Hello,

Reader

Resmob Polda Ringkus 4 Pelaku Curanmor di Apartemen, Satu Tewas
Kabid Humas Polda Metro Jaya Kombes Pol Raden Prabowo Argo Yuwono
Resmob Polda Ringkus 4 Pelaku Curanmor di Apartemen, Satu Tewas

Jakarta, HanTer - Subdit 3 Resmob Dit Reskrimum Polda Metro Jaya berhasil meringkus empat pelaku spesialis pencurian motor (Curanmor) sadis yang  menggunakan senjata api dalam aksinya.

Polisi menangkap empat pelaku itu di sebuah apartemen di kawasan Tangerang. Empat pelaku atas nama inisial DK alias S (27), A (27), A alias S (26) dan D (31), sudah 10 bulan tinggal di apartemen tersebut.

"Awal Febuari 2019 petugas menangkap empat pelaku di Tangerang. Namun, pelaku atas nama DK mencoba untuk melawan petugas, sehingga petugas terpaksa menembak pelaku hingga meninggal karena kehabisan darah," kata Kabid Humas Polda Metro Jaya Kombes Pol Raden Prabowo Argo Yuwono di RS Polri Kramat Jati, Jakarta Timur, Minggu (3/2/2019).

Argo menjelaskan, awal mula terungkapnya aksi ini pada saat petugas melakukan penyelidikan dari November 2018. Hal itu berdasarkan laporan masyarakat di lima lokasi kejadian yakni di wilayah Tangerang, Tambora dan Kebayoran Lama.

"Ada video viral di medsos kejadian curanmor di Tambora. Setelah dilakukan penyelidikan kelompok ini beraksi di puluhan lokasi. Sementara terdeteksi lima lokasi. Kelompok ini adalah kelompok curanmor dari Lampung," bebernya.
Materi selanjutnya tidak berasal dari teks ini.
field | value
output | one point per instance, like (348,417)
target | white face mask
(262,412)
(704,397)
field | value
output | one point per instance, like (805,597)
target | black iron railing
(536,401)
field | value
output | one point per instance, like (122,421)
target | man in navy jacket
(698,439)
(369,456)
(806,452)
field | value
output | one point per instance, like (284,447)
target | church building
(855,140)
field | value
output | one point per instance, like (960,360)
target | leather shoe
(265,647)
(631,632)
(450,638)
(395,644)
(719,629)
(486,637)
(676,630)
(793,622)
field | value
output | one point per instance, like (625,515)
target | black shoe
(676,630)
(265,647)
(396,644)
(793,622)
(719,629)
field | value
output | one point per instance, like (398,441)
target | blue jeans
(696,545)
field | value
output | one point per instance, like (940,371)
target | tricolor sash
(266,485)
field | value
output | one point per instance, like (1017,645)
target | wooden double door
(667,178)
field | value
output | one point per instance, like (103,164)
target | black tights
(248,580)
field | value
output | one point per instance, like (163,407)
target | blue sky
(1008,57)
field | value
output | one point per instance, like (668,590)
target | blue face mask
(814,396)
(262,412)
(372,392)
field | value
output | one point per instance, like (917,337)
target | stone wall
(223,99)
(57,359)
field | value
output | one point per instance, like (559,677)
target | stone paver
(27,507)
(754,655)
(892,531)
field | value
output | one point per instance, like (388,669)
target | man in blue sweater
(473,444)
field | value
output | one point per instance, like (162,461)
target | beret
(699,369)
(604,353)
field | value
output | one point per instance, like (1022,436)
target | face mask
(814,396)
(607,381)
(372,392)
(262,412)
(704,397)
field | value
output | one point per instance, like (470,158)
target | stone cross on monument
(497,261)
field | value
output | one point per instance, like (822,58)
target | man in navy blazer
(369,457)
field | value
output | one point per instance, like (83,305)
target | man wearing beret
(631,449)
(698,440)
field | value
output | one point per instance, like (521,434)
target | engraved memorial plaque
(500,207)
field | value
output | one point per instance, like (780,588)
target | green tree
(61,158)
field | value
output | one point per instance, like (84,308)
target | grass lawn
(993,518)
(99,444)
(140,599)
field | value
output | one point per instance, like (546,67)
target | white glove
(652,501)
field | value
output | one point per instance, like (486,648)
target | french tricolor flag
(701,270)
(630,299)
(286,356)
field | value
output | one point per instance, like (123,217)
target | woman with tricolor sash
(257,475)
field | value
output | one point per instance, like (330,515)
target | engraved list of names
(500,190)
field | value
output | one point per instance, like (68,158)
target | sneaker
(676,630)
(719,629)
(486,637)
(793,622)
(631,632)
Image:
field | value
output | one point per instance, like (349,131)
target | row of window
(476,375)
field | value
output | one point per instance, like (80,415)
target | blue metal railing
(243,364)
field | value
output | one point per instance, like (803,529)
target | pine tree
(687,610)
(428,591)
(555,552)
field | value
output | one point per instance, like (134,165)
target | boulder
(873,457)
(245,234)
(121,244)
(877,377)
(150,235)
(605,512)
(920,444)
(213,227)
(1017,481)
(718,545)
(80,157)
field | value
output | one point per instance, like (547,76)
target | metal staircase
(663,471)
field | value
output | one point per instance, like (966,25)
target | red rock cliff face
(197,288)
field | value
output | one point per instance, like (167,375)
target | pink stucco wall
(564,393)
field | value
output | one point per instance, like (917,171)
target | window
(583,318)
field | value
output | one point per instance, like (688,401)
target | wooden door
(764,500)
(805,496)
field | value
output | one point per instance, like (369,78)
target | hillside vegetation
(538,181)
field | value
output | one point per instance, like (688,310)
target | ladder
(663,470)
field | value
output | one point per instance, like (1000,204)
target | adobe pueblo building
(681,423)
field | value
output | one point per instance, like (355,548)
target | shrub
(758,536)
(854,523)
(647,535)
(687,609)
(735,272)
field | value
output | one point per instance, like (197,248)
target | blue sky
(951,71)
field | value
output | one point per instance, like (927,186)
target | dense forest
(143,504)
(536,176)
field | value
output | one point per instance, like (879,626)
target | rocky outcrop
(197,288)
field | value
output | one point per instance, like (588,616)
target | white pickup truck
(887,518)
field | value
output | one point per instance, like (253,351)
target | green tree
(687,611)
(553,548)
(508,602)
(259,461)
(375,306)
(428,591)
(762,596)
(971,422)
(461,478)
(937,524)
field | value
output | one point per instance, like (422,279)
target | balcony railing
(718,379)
Lanjutnya, para pelaku yang secara keseluruhan berjumlah enam orang ini tak melihat situasi atau tempat untuk mereka melakukan pencurian. Karena, mereka berani dan nekat melakukan aksi kejahatan ini dengan bermodalkan senjata api.
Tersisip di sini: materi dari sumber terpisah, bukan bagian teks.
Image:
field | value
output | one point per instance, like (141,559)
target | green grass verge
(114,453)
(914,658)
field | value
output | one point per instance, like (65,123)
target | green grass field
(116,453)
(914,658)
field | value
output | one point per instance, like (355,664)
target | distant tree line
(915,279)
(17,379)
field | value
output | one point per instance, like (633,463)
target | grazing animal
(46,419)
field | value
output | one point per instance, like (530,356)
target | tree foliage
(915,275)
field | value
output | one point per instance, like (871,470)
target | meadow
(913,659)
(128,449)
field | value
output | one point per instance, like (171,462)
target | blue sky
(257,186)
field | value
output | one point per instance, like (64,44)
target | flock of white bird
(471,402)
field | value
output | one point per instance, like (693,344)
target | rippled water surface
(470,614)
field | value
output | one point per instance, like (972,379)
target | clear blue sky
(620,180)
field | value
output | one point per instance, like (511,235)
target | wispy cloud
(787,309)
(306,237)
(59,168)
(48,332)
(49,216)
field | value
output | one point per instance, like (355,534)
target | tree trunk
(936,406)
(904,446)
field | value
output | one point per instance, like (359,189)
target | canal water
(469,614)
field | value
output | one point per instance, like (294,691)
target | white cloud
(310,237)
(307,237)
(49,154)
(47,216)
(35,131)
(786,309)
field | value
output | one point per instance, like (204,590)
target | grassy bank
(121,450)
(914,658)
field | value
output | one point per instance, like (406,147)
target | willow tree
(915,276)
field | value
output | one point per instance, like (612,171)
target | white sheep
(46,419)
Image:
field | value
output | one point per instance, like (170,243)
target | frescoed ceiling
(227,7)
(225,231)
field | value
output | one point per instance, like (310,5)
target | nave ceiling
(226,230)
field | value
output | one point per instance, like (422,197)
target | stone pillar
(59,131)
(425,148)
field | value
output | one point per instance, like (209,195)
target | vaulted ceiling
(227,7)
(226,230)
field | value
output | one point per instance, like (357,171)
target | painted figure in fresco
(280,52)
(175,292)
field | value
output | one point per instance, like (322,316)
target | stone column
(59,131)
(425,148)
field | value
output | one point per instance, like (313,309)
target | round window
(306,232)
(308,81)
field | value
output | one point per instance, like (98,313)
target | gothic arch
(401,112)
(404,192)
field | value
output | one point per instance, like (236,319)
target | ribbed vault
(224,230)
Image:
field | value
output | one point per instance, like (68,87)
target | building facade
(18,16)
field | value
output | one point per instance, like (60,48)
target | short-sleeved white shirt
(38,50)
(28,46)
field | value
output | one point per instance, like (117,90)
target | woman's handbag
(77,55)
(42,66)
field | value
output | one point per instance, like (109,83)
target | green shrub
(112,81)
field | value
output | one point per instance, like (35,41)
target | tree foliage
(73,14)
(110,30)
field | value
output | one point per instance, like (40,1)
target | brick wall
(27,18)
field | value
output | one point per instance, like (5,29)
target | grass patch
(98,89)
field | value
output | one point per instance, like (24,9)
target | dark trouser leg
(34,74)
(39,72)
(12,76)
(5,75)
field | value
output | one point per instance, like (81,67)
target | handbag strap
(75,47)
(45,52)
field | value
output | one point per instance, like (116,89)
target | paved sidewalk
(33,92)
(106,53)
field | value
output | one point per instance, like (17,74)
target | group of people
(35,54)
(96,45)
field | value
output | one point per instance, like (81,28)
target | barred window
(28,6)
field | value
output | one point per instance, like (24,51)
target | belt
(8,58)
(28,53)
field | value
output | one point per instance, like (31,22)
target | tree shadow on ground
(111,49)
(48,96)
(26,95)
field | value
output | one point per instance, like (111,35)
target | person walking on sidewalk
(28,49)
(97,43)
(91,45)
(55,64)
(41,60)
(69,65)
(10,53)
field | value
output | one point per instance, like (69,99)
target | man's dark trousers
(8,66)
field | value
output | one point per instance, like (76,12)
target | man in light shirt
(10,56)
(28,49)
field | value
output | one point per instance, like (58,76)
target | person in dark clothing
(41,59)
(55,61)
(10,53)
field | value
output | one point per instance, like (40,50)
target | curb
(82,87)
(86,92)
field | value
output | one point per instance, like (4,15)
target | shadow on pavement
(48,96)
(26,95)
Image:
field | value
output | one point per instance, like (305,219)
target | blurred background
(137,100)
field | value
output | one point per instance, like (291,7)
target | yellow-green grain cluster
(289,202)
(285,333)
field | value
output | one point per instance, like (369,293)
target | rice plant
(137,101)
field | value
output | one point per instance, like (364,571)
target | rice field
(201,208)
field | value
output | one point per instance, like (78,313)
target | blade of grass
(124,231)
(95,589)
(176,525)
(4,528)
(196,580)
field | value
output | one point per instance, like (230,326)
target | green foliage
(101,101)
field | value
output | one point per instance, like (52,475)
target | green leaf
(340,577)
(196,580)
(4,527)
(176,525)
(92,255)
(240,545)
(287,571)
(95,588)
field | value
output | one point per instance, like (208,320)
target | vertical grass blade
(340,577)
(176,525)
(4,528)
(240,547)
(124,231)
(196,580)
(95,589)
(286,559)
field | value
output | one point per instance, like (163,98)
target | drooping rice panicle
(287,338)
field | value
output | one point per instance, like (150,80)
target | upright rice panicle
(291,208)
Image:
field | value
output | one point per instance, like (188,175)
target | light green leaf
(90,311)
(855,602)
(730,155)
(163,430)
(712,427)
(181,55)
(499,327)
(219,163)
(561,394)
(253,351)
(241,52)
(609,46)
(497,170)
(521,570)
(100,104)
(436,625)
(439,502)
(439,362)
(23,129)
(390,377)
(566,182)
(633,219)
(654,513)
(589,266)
"Ternyata kelompok ini ada enam orang. Dia melakukan pencurian tidak mengenal waktu dan tempat. Mau sepi atau rame diambil. Jadi kalau nanti kepergok akan melakukan perlawanan mereka akan melakukan penembakan. Pernah melakukan penembakan tapi tidak keluar pelurunya," paparnya.

Peran dari pelaku yakni DK yang sebagai kapten berperan untuk membuka paksa kunci kontak sepeda motor menggunakan kunci T dengan dibekali senjata api untuk melakukan pengancaman terhadap korban. "A yang mengendarai motor curian dan membonceng tersangka DK untuk meninggalkan TKP. Untuk S, dia berperan memboncengi tersangka A untuk cari sasaran motor dan mengawasi keadaan sekitar," ujarnya.

Kemudian, untuk tersangka D sendiri berperan untuk memboncengi tersangka DK sekaligus juga untuk mencari sasaran sepeda motor dan mengawasi keadaan lokasi tempat mereka beraksi. "Keempatnya kini sudah kami tangkap, satu meninggal dunia atas nama DK. Dan dua lagi kini sedang dalam Daftar Pencarian Orang (DPO) atas nama inisial AF dan SF," ujarnya.

Dari penangkapan tersebut, petugas menyita sejumlah barang bukti yakni 1 senjata api, 8 butir amunisi kaliber 9mm, 7 handphone berbagai merk, 2 kunci leter T, 8 mata anak kunci leter T, 2 dompet, 1 tang, 1 pisai lipat, 7 obeng, 1 SIM C atas nama DK, 1 kartu ATM BRI, 2 KTP atas nama DK dan A, 1 senter dan motor berbagai merk.